My biggest issue is that I can't really wrap my head around how to solve problems.

So I have the problem: Let $X$ be the set of all pairs $(a,b)$ where $a, b \in \mathbb R\times\mathbb R$. Define a relation $(a, b) ∼ (c, d) \iff b − a = d − c$. Show that $∼$ is an equivalence relation and describe equivalence classes to $∼$ geometrically.

So, I write up the definitions of reflexive, symmetric and transitive properties and my intuition tells me that "yes, this seems ok". $(a,b)$ knows $(a,b)$, for all $a,b,c,d$ that is $(a,b) ∼(c,d)$ then $(c,d) ∼(a,b)$ and $(a,b) ∼(c,d) ∼ (e,f)$.

But is that enough, only listing the properties the relation has to follow to be equivalent, and by intuition determine that they do? Seems like I've solved nothing.

Edit: Thank you for the input people. Still struggling to get the "right" mindset for doing math this way, so I'm doubting pretty much everything I do.

Answer 1

Your intuition is correct, but is not a formal proof.

In this simple case, also a formal proof is simple. For the transitivity, as an example, you can write something as:

If $ (a,b) \sim (c,d)$ and $(c,d)\sim (e,f)$ than, by definition of $\sim$ we have: $$ b-a=d-c \qquad \land \qquad d-c=f-e $$ so, by the transitivity of $=$ in $\mathbb{R}$ we have: $$ b-a=f-e $$ and this means that $(a,b)\sim (e,f)$.

Answer 2

As for the geometrical interpretation, let's assume that one fixes a point $(x_0, y_0)$. Then all points $(x,y)$ equivalent to this one by definition satisfy $y-x=y_0-x_0$, i.e., one gets an equation for a line $y=x+(y_0-x_0)$.

Answer 3

OK, starting with

$$(a,b) \sim (c,d) \iff b-a=d-c$$

you just have to prove $\sim$ has each property of an equivalence relation.

Reflexive. Show $(a,b) \sim (a,b)$

Proof. Since $b-a = b-a$ by our definition of $\sim$ we know $(a,b) \sim (a,b)$.

Symmetric. Show $(a,b) \sim (c,d) \implies (c,d) \sim (a,b)$

Proof. Assuming $(a,b) \sim (c,d)$ we can write $b-a=d-c$, so $d-c=b-a$, so $(c,d) \sim (a,b)$.
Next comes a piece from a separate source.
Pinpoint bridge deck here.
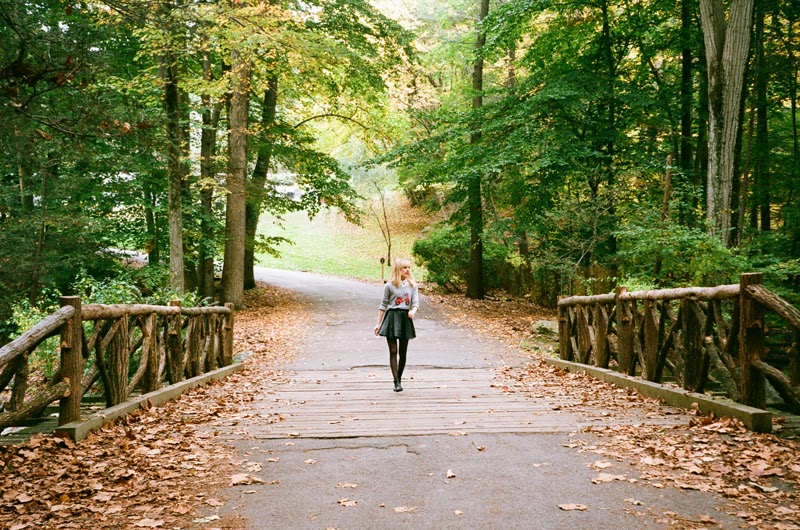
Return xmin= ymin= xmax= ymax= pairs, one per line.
xmin=241 ymin=367 xmax=685 ymax=439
Transitive. Show $(a,b) \sim (c,d)$ and $(c,d) \sim (e,f) \implies (a,b)\sim (e,f)$

Proof. Assuming the antecedent we can write

$$b-a = d-c$$ $$d-c = f-e$$

Since things that equal $d-c$ are equal we can write:

$$b-a = f-e$$

so

$$(a,b) \sim (e,f)$$

and we've shown transitivity.

Since we've shown all three properties we can conclude $\sim$ is an equivalence relation.

Turning to the second part, let's describe the classes geometrically assuming $(x,y)$ is a point in the Cartesian plane.

Given a real number $k$, let's consider all the points $(x,y)$ such that $y-x=k$ i.e. $y = x + k$. This is a line with slope $1$ and y intercept $k$. Since for each point on the line $y-x$ is the same, the line represents an equivalence class -- each point on the line is equivalent because $y-x=k$ for each point. Two different equivalence classes are parallel lines, having the same slope (1) but different y intercepts.

Answer 4

If you can determine the equivalence classes geometrically (in this case, the straight lines having slope $1$), and that these sets partition the plane, then you have proved that you have an equivalence relation, without explicitly proving the reflexive, symmetric and transitive properties.

More precisely, here is what you need to prove (or argue):

• Two points are related iff they lie on the same straight lines having slope $1$.

• The union of all straight lines having slope $1$ is the entire plane.

• Two straight lines having slope $1$ are either equal or have no point in common.